Variant Time Call-stack Peak auxiliary heap Total allocations
fold_tree / scan_tree O(N) O(1) O(depth) O(N×depth) paths
fold_tree_buffered O(N) O(1) O(depth) O(N) paths (only on combine)
fold_tree_no_path O(N) O(1) O(depth) Zero paths

Result metadata (paths when used) is intrinsic; auxiliary overhead is only the explicit stack + one mutable path list.
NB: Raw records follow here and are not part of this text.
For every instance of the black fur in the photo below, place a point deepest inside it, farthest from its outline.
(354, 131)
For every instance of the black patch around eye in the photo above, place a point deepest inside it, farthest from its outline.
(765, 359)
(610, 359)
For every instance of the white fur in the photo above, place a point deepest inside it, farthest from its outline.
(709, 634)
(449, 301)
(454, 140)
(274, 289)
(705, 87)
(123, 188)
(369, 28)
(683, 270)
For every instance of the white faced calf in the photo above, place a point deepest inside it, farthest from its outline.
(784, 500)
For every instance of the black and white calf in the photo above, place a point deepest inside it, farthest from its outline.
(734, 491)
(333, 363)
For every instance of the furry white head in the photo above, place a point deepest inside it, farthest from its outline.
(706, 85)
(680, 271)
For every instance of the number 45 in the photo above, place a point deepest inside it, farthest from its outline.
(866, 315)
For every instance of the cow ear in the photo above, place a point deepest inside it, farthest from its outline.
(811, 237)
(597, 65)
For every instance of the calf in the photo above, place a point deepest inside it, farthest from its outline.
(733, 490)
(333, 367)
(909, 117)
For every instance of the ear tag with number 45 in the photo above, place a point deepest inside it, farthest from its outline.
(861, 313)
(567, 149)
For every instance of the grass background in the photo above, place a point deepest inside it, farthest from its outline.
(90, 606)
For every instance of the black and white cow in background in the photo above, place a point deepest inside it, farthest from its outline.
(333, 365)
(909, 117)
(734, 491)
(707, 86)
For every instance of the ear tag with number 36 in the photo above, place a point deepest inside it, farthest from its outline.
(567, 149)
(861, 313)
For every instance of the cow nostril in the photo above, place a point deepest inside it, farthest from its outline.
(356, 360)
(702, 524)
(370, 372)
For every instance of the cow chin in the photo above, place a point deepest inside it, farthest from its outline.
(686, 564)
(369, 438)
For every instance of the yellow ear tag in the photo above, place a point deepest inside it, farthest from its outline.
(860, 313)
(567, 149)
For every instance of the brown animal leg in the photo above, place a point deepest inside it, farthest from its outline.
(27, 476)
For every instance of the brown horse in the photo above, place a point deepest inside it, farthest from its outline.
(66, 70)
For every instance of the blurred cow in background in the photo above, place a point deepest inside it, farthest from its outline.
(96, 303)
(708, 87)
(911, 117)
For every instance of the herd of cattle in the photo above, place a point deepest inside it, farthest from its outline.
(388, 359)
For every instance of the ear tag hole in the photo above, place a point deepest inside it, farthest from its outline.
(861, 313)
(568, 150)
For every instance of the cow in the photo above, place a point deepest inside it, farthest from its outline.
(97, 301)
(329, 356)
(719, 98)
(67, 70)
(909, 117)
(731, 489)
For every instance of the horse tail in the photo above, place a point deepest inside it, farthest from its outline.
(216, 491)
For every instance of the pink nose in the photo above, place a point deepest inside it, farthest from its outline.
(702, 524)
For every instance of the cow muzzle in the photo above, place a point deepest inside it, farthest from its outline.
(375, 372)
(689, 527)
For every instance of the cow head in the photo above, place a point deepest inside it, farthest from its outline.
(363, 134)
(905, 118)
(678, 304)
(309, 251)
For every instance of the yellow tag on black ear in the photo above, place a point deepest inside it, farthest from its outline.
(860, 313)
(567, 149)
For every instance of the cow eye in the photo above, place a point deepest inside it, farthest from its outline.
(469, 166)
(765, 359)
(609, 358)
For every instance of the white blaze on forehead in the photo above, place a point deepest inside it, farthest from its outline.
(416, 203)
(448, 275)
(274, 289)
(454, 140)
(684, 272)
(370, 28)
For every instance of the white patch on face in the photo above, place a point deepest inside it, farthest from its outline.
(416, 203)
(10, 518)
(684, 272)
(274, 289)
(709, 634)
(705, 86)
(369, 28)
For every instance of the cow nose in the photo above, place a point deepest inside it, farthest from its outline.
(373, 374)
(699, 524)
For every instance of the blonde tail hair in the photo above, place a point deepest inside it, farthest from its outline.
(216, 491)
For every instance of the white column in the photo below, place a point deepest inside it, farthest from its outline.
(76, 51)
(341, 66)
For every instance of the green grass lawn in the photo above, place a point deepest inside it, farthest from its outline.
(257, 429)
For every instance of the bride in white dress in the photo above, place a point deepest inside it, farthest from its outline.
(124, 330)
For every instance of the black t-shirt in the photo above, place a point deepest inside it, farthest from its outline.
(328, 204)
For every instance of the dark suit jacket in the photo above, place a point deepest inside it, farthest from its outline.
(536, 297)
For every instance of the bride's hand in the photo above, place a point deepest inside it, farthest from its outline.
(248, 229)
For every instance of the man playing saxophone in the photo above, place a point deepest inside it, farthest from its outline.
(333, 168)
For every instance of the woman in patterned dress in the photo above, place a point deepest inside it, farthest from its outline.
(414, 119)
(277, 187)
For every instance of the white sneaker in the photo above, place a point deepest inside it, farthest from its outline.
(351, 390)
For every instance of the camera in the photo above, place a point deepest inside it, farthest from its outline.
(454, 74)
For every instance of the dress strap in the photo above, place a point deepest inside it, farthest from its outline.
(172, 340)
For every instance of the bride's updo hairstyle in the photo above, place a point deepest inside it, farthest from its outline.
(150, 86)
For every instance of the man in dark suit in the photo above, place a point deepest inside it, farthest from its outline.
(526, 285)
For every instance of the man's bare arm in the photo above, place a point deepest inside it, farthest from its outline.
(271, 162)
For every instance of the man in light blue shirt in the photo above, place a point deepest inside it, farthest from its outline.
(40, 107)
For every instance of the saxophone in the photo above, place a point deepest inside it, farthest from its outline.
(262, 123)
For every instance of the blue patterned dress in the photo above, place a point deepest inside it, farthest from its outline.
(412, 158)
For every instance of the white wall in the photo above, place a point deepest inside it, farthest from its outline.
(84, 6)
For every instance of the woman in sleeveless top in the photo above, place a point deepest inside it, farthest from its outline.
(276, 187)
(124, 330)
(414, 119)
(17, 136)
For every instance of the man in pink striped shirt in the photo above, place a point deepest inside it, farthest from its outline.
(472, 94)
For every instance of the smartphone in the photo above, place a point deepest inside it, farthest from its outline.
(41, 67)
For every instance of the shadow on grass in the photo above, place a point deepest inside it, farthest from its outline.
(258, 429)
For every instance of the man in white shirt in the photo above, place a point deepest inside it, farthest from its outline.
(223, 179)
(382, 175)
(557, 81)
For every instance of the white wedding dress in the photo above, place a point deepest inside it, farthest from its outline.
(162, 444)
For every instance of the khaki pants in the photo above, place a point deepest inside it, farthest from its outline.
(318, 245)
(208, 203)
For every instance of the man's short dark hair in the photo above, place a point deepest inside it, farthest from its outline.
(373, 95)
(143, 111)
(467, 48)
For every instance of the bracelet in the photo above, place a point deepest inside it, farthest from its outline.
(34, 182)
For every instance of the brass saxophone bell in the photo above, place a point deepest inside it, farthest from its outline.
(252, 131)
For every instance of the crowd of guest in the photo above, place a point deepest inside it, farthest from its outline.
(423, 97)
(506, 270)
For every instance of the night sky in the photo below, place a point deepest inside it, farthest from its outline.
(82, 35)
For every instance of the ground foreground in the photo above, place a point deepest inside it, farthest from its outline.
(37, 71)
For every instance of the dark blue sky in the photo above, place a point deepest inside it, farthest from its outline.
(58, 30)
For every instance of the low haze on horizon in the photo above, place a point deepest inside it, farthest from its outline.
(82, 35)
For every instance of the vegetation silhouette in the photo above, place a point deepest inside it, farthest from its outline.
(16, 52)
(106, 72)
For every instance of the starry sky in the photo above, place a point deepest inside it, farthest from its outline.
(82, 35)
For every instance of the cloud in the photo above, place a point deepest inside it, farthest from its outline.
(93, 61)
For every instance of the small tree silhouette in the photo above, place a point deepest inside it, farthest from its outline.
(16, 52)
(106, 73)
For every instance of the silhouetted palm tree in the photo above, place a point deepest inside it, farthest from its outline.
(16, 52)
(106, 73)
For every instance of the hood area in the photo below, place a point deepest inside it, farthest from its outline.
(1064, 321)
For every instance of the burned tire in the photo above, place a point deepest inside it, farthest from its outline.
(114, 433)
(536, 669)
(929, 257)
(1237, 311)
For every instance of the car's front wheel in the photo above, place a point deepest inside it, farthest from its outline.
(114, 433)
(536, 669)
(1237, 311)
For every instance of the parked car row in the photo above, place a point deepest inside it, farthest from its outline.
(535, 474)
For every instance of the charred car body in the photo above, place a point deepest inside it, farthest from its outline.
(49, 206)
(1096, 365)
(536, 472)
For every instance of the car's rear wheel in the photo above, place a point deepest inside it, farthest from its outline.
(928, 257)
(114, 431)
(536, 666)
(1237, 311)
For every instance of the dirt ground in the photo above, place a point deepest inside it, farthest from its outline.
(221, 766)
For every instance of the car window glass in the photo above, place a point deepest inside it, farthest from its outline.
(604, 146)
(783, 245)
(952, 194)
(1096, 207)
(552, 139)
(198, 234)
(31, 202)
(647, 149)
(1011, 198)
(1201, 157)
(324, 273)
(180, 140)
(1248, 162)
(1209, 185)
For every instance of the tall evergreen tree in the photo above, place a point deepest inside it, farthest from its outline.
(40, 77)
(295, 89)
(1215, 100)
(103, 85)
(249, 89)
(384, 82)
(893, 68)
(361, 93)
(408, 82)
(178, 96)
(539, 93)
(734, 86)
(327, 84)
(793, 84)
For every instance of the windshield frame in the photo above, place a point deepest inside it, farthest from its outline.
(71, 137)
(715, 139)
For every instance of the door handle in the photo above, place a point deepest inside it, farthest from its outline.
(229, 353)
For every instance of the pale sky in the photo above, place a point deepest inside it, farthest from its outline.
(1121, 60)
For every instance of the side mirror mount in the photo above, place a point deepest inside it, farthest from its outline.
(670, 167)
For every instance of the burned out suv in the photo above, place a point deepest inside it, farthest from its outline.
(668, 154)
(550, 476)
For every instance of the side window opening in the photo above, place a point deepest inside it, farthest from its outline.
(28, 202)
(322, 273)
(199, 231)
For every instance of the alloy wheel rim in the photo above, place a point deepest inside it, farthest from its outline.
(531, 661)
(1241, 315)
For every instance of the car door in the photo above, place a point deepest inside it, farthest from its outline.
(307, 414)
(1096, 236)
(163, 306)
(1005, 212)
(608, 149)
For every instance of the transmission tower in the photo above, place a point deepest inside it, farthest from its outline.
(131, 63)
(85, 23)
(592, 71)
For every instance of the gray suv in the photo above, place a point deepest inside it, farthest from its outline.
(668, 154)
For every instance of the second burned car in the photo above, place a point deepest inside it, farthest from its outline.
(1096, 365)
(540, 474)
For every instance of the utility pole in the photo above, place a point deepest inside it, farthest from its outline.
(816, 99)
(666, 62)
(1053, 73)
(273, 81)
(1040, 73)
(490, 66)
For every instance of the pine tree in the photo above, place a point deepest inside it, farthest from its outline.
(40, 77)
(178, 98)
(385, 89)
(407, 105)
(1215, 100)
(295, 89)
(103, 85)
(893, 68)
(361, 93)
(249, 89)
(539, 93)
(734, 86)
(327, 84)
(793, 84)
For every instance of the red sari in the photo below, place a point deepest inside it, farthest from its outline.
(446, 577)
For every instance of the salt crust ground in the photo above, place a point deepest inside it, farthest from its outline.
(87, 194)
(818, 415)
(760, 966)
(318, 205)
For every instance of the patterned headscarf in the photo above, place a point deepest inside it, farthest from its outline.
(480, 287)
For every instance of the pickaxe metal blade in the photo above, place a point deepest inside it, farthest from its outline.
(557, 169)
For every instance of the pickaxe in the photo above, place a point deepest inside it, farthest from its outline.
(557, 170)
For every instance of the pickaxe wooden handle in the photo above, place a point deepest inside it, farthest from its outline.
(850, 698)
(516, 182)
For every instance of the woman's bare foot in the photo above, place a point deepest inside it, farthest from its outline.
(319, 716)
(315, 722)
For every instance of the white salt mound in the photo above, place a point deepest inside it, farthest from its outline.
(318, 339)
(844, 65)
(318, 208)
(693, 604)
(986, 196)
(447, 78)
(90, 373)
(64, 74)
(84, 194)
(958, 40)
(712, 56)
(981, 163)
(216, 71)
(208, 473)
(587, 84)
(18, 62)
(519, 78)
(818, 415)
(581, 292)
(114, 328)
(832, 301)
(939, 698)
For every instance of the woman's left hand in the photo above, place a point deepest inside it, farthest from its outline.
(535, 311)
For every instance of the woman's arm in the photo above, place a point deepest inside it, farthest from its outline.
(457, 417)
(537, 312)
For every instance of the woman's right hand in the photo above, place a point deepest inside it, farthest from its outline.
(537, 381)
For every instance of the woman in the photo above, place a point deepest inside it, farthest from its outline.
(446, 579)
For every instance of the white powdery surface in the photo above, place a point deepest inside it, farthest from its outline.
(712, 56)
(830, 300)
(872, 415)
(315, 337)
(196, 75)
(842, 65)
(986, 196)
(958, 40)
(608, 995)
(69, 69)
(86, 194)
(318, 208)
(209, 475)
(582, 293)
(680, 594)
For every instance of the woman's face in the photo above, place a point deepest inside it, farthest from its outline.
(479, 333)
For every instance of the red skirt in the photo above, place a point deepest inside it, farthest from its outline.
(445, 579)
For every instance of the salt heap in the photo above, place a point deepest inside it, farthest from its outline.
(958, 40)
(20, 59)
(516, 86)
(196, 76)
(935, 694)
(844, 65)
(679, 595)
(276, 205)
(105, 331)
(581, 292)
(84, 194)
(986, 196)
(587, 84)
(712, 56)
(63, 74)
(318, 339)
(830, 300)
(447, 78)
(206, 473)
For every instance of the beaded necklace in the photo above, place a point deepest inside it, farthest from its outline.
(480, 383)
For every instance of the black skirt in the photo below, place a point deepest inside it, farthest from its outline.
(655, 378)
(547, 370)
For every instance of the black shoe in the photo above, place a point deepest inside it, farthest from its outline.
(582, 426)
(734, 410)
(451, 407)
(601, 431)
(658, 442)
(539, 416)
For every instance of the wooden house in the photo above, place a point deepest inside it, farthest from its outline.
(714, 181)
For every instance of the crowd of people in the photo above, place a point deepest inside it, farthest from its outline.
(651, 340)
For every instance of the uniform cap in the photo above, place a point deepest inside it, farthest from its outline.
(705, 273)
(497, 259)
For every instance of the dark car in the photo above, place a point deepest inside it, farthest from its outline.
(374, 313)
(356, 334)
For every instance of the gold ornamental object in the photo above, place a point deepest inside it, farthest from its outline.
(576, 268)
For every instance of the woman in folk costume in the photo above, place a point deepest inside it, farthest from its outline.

7. Anti-Patterns & Immediate Fixes

Anti-Pattern Symptom Fix
Recursive aggregation in library code RecursionError on deep trees Replace with fold_tree_buffered
Separate folds for related stats 3–10× slower on large trees Fuse with tuple accumulator
Mutable accumulator Aliasing / nondeterminism Use immutable tuples
String concatenation in combiner Quadratic time Count lengths, join once at end

8. Pre-Core Quiz

  1. Safe recursion over trees? → Iterative fold with explicit stack
  2. Compute 5 independent stats? → One fused tuple fold
  3. Running totals over tree? → scan_tree
  4. Zero extra path allocation on deep chains? → fold_tree_buffered
  5. Equivalence guarantee? → Hypothesis vs recursive spec + order test

9. Post-Core Exercise

  1. Implement recursive max-depth → replace with fold → add equivalence + order property.
  2. Fuse count + text length + max depth + set of all doc_ids in one fold.
  3. Add scan_tree progress reporting to the RAG pipeline (yield running chunk count).
  4. Find any multi-pass aggregation in your codebase → fuse into one fold → measure speedup.

Continue with: Memoization

You now own the universal pattern for safe aggregation over any algebraic data type. Everything else in Module 4 is just specialising this fold.